Truman tried to purpose a foreign policy that would equitably balance the competing claims of Jews and Arabs. But this attempt at even-handedness was thwarted by intense lobbying by American Zionists, creating a model of political dysfunction that continues to make the issue intractable to this day.
The Israel/Palestine question is a subject rich in polemicists and shallow in sober analysts. Judis is a happy exception to this dismal rule. Many who follow American politics have learned over the years to rely on Judis's judicious, well-researched essays and books. His biography of William F. Buckley is a classic, and this new book is likely to be equally lasting. At times, Genesis makes for dry reading, but that quality of dispassion is welcome in so emotionally wrought a subject.
Aside from examining the moral blindness of many Zionists, Judis is equally critical of the other major actors. He is unsparing in his account of the feckless dishonesty of British imperialists, the factionalism and intransigence of many of the Arab leaders and Truman's chaotic management style.
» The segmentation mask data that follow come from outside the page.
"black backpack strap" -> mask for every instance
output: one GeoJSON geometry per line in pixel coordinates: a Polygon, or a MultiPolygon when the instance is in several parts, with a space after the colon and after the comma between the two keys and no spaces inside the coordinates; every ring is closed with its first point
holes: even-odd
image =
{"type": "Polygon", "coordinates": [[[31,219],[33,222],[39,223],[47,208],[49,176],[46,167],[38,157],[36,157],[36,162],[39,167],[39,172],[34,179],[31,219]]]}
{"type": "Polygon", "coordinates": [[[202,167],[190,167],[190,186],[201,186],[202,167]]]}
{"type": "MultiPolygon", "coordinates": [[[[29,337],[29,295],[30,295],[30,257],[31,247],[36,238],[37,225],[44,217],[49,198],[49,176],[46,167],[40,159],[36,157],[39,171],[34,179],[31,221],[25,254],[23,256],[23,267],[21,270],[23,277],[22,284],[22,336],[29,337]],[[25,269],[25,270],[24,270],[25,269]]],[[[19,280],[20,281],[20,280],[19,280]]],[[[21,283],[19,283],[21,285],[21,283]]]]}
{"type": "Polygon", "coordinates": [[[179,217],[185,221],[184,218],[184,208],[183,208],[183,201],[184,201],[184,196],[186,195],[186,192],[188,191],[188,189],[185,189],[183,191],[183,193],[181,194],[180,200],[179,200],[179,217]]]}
Beyond its intrinsic value, Genesis is a harbinger of an important change in American culture. Judis is a senior editor of the New Republic, a magazine that for the better part of a century has embodied the marriage of Zionism and liberalism. In 1948, one of Harry Truman's chief worries was that he would lose votes to New Republic editor Henry Wallace, running on the Progressive Party platform, who accused the president of being insufficiently supportive of Zionism.
Under the leadership of Marty Peretz, who served variously as publisher and editor-in-chief from 1974 to 2012, the New Republic was fiercely and sometimes crazily defensive of Israel. Writing in Vanity Fair, James Wolcott cheekily summed up Peretz's worldview by saying that for him Israel is a "lion of nations, loyal ally and democratic outpost, Gateway of Meccas … a land of religious resonance and geopolitical significance." Yet in recent years some writers and editors who first made their name in the New Republic, not just Judis but also Andrew Sullivan and Peter Beinart, have become formidable critics of the Jewish State. The love affair between liberalism and Zionism has definitely lost its bloom, and a divorce might be imminent. These days, it's right-wingers like Harper who are blindly besotted by Israel. Given the fact that Israel in the past relied on bipartisan support from both liberals and conservatives in America, this is a change pregnant with significance.
Jeet Heer has taught courses on American foreign policy at York University and the University of Regina.